Jenn gave a noncommittal sort of nod. That didn’t sound right, didn’t make a lot of sense, but she didn’t see any point in saying so. She wasn’t a lawyer, it wasn’t her business, and she didn’t particularly like talking about his wife. Ex.
“So all we have to do is get the money—”
“Alex.” She spoke firmly.
“What?”
“Sit down.”
He opened his mouth, then closed it, and moved to perch on the stool. “Sorry. I must sound crazy.”
“Little bit.”
“I’m just . . . I love that girl, Jenn. I love her more than anything. They can’t take her from me.” His expression so earnest it had sharp edges.
“One step at a time. How much money are we talking?”
“I don’t know. Enough. If they added everything over the years, too much. Her lawyer is slick, probably got it figured to the penny with interest.” He laid his hands on the counter, palms down, fingers spread. “More than I can come up with, even borrowing. Unless.”
“Unless you rob your boss.” She said it as flatly as possible.
“I’ve been thinking ever since Ian suggested it. Because he’s right, you know? Johnny
is
a bad guy. He’s exactly what’s wrong with the world. He breaks the rules—the ones that are really supposed to matter—and gets away with it.

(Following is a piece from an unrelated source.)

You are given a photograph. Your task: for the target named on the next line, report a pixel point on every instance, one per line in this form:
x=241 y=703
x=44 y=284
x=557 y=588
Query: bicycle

And people like you and me, we end up drinking in his bar. Calling him Mr. Loverin.”
“Think about what you’re saying. You’re talking about robbing a drug dealer.”
“Ex-drug dealer. He’s not a tough guy now. A middleman, maybe, but so what?”
“What if you get caught?”
“We won’t.”
“It’s still stealing.”
“So what?”
“You’re not making any sense, Alex.”
“Come on,” he said, and leaned across the counter. “I know you were thinking about it. I could tell. You were excited.”
She shrugged. “It was a game. Thinking about it was fun.”
“It was more than that. Remember what you said? How you’d been looking for adventure? Well, here’s your chance.” He wore his cowboy smile. That smile was probably the reason she’d first decided to sleep with him. She’d cloaked it in rationality: They were friends, consenting adults, and there was nothing wrong with finding a little pleasure in each other. But truth was, it had been the smile. That and his wrists, which were at once thick and graceful, like a gymnast’s.
The coffeemaker hissed. She took a couple of mugs from the cabinet, poured carefully, surprised to realize that she was a little turned on. Not in a wanting-to-do-it kind of way. Something subtler. She’d read a novel once where a lonely woman took off her panties and drove a convertible too fast through the desert, wearing a sundress and no underwear and chasing the sensation of being alive. It was that kind of feeling.
“Think about it. We do this one thing, a real-life adventure. We all get not rich, but ahead. A chance to do the things we said we wanted to. You could go on that trip, spend a month in the islands. Maybe we’ll go together.”
“Maybe I’ll go alone.”
He smiled again, said, “Everybody wins. I get what I need to keep my daughter. Ian gets his money, Mitch gets his revenge, and you, you get—”
“I look like a windup toy?”
“Huh?”
She blew steam off her coffee, then sipped at it. “You want to rob your boss, rob your boss. Why come here at four in the morning and try to manipulate me?”
“I’m not trying to manipulate—”
“Don’t.” She set the mug down, brushed her hair back behind her ears. “Don’t.”
“All right.” He ran his tongue around the inside of his lip, making the skin bulge. “I need you.”
“We’re not doing this.” She straightened.
“No,” he said. “Not like that. I mean I need you to pull it off. If I try it alone, Johnny’s going to figure it was someone who works for him. But if all four of us do it . . .”
“Why four?”
“One keeping watch, two to do the robbery, and me on duty, looking perfectly aboveboard. But you’re the key. I know Ian is up for it. I think he’s got some sort of money trouble. That shiner, things he’s said. But Mitch.”
“You think he’ll do it if I do.”
“I know he will.”
“Even if you’re right, and I don’t know that you are, and even if I’d be willing to exploit that, which I’m not, why should I?”